Other world-renowned architects have also designed iconic landmarks in the country, like the Museum of Islamic Art by the late I.M. Pei and the National Library of Qatar by Rem Koolhaas.
Professor of architecture and urbanism at Hamad Bin Khalifa University, Ali Alraouf, says that resources have shifted towards building cultural facilities but still give architects the freedom to create.
Learning through architecture
Education City in Doha, a 12 square kilometre campus housing multiple educational and research institutes, is not just a place of learning. It is also celebrated for its architecture.
Senior Architect of Qatar Foundation Capital Projects Directorate, Nur Alah Abdelzayed Valdeolmillos, says, “All of the buildings inside the campus have principles and concepts respecting the environment and taking from the culture.” Geometric patterns decorate the buildings weaving traditional Islamic architecture and culture across the campus. Qatar Foundation’s Ceremonial Court, one of the structures in education city, is an open-air space created by the award-winning Japanese artist Arata Isozaki.
Top Qatari architect
Qatari architect Ibrahim Al Jaidah has designed some of the most iconic buildings in Doha and internationally.
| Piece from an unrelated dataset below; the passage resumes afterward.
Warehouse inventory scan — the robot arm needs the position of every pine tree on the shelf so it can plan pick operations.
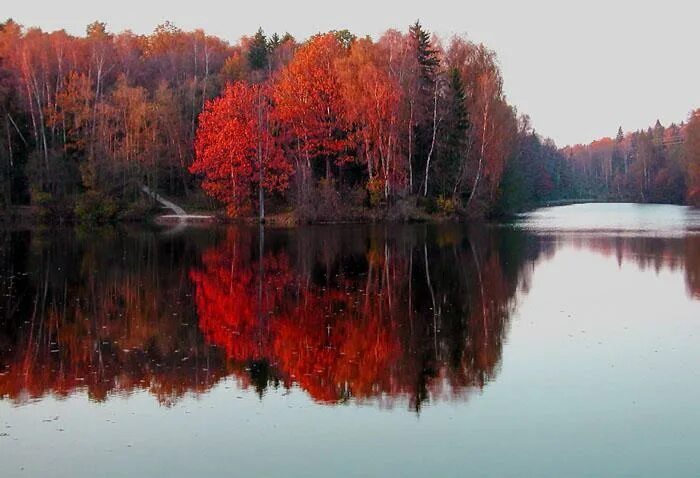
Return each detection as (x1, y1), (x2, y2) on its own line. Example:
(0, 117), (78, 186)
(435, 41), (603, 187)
(248, 28), (270, 70)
But his most recent project is Al Thumama Stadium for the upcoming FIFA World Cup Qatar 2022. He wanted to create something that reflects Qatar’s culture, so he based the stadium on the mens’ traditional headgear called the “ghafiya”.
Innovative stadium designs
The architectural design of the stadiums had to be smart, flexible and with high desert temperatures, eco-cooling technology was a must.
Ras Abu Aboud, is completely demountable, constructed with modified shipping containers.
Qatar’s futuristic city of Lusail will boast the tournament’s biggest venue featuring traditional lantern and bowl designs.
Al Bayt stadium resembles a traditional Arab tent, and Al Janoub stadium, inspired by the sails of a traditional dhow boat with its aerodynamic shape, was designed by the late Zaha Hadid.
Yet others have been refurbished or incorporated recycled materials.
Msheireb is the world’s first sustainable downtown regeneration project, a modern adaptation of Doha’s old commercial district. It’s made up of more than 100 buildings – museums, hotels, malls, restaurants, theatres and Doha Design District.
There are more than 5000 solar panels on roofs, specialised cooling technology, and a battery-operated tram runs daily. The streets are designed to shade pedestrians from the sun.
Msheireb’s Shaikha Al Sulaiti believes the city, and its design district will position the country as a creative hub for the region, “Every element of the city has been designed. I’ve been working on this project for over a decade and still when I walk down the streets I always find a new detail to admire.”
Details that set Msheireb apart and, in the process, contribute to the country’s architectural language.